Hierarchical model (tree)

  • Tree structure with single parent for each child
  • Simple and fast traversal, but weak at complex relationships

Network model (graph)

  • Graph-like structure; a child can have multiple parents
  • Faster access in many cases; more complex to manage

Network Data Model

3) Object-Oriented Data Model

From master.txt: objects combine data + relationships in a single structure; useful for complex data like multimedia.

Object-Oriented Data Model

4) Integrity Constraints (must always hold)

  • Domain constraint: values must come from an allowed domain (Age between 0–120)
  • Entity integrity: primary key cannot be NULL
  • Referential integrity: foreign key must match a referenced primary key (or be NULL if allowed)

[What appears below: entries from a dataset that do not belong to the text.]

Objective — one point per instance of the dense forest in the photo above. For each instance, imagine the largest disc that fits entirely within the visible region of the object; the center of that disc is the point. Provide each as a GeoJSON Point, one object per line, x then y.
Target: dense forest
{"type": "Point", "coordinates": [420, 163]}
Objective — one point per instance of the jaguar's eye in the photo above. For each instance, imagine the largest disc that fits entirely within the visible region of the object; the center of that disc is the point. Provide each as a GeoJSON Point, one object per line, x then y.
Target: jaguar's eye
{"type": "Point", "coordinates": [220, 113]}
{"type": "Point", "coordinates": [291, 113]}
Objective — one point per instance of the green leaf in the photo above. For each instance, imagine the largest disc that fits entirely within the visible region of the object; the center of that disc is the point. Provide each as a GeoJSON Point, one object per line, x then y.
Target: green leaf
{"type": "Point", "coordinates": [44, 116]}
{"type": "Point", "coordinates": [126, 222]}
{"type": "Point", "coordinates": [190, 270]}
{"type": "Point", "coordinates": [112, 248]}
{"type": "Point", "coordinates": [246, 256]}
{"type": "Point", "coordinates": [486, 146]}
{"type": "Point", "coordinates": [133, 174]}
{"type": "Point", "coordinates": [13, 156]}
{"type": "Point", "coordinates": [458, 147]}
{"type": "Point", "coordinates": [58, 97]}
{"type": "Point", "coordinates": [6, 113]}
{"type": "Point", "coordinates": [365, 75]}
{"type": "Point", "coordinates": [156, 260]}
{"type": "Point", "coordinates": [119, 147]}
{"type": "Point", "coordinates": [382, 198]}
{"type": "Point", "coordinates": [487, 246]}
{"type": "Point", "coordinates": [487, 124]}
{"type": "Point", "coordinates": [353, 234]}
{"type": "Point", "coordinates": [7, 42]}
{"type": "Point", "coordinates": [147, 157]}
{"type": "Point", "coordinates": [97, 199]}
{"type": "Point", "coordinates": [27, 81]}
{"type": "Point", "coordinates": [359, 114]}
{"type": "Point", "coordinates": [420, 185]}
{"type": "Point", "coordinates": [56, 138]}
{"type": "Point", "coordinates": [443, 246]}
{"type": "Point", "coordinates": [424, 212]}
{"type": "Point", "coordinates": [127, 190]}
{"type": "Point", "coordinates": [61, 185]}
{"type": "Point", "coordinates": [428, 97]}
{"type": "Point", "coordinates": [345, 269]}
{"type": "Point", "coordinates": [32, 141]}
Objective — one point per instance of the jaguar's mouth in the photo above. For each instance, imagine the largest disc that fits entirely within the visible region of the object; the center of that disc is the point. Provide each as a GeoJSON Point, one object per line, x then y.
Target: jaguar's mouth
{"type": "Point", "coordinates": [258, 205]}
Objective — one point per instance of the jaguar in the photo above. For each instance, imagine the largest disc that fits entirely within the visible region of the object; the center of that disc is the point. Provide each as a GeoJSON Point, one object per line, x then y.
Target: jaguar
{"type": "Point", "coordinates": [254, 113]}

5) Data Manipulation Operations (DML)

  • SELECT (read)
  • INSERT (add new rows)
  • UPDATE (modify rows)
  • DELETE (remove rows)

Examples

Example: ER → Relational mapping (student enrollment)

Entities

  • Student(StudentID, Name, Email)
  • Course(CourseID, CourseName, Credits)

Relationship (M:N)

  • Student ENROLLS Course

Relational implementation (junction table)

CREATE TABLE Student (
  StudentID INT PRIMARY KEY,
  Name VARCHAR(100) NOT NULL,
  Email VARCHAR(150) UNIQUE
);

CREATE TABLE Course (
  CourseID VARCHAR(10) PRIMARY KEY,
  CourseName VARCHAR(100) NOT NULL,
  Credits INT CHECK (Credits > 0)
);

CREATE TABLE Enrollment (
  StudentID INT,
  CourseID VARCHAR(10),
  Semester VARCHAR(20),
  Grade CHAR(2),
  PRIMARY KEY (StudentID, CourseID, Semester),
  FOREIGN KEY (StudentID) REFERENCES Student(StudentID),
  FOREIGN KEY (CourseID) REFERENCES Course(CourseID)
);

This is the standard way to represent M:N relationships in the relational model.

Real-World Use

Where this is used in real projects

  • ER diagrams are typically created during requirements/design (before coding).
  • Physical data models are then built in tools (e.g., MySQL Workbench) to generate DDL.

Quick workflow

  1. Gather requirements → identify entities/relationships
  2. Draw ER → validate with stakeholders
  3. Map ER → relational schema
  4. Add constraints and indexes (physical design)
  5. Implement DDL + DML

Tools: MySQL Workbench, draw.io, Lucidchart.

For exams

Important questions (Unit II focus)

  1. Define data model. Explain structure/manipulative/integrity parts.
  2. Explain ER model with symbols and an example diagram.
  3. Advantages and disadvantages of ER model (from master.txt).
  4. Explain cardinality (1:1, 1:N, M:N) with examples.
  5. Compare Relational vs Hierarchical vs Network models.
  6. Explain integrity constraints: domain, entity integrity, referential integrity.
  7. How is an M:N relationship represented in relational databases?

Key points

  • Data models help represent real-world data clearly and correctly.
  • ER model is the standard conceptual model and converts easily to tables.
  • Integrity constraints protect correctness as data changes.
  • Record-based models define how data is organized logically; physical models focus on DBMS-specific implementation details.